How do I break down the problem more feasibly? as i find myself using the dirty math tricks to tailor my answer to the right one without understanding on the mechanics
correct answer is 1/128 which is (1/4)^3 x 1/2 but i just dont get where the 1/2 and third 1/4 came from (the possiblity to have a healthy male is 0% remember?)
I would appreciate if you could break it down to me
Best Answer
Let 'a' be the recessive allele for Hemophilia, 'A' the corresponding dominant allele. It is X-chromosome linked recessive gene, thus males are haploid for this gene.
Let 'B' be the dominant allele for Huntington's, and 'b' the corresponding recessive allele. It is autosomal dominant.
(Note: using different capitalisations of the same letter for the two diseases seems to have muddled your logic.)
First a little deductive work.
Mister Y is 'A bb' - neither a dominant Huntington's gene, nor a recessive haemophilia gene.
Father X is genotype 'a bb' - no dominant Huntington's gene, but a recessive haemophilia on the X-chromosome.
Miz X is thus 'Aa Bb' - since she must receive the recessives from her father, and the dominants from her mother, thus showing Huntington's and not being a haemophiliac.
So the crossings are: $\rm 'A'\times'Aa' = \{\underbrace{'AA','Aa'}_{\text{female}},\underbrace{'A','a'}_{\text{male}}\}$ and $\rm 'bb'\times 'Bb' = \{'Bb', 'bb'\}$.

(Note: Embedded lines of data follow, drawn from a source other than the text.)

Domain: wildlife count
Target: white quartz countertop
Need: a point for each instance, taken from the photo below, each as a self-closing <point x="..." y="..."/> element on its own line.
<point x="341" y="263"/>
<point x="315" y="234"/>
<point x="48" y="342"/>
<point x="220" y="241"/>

That is their children have a $50\%$ probability of showing Huntington's, their daughters will not be haemophiliac but have a $50\%$ probability of being carriers, but their sons have a $50\%$ probability of being haemophiliacs.
Notes:
You assumed that Father X and Mr. Y both had to be either homozygous recessive or heterozygous yet not showing with equal probability, but this does not follow.
Because we are given no measure of how likely someone with the gene is to develop the disease (or not), nor how prevalent the disease is in the general population, we need to assume Complete Dominance. This is that that 'shows no sign of Huntington's', or 'unaffected' means 'does not have a dominant gene for it'.
Otherwise we can't make any meaningful assessment on the probabilities of Mr. Y or Father X having a dominant gene for the trait, let alone Mother X.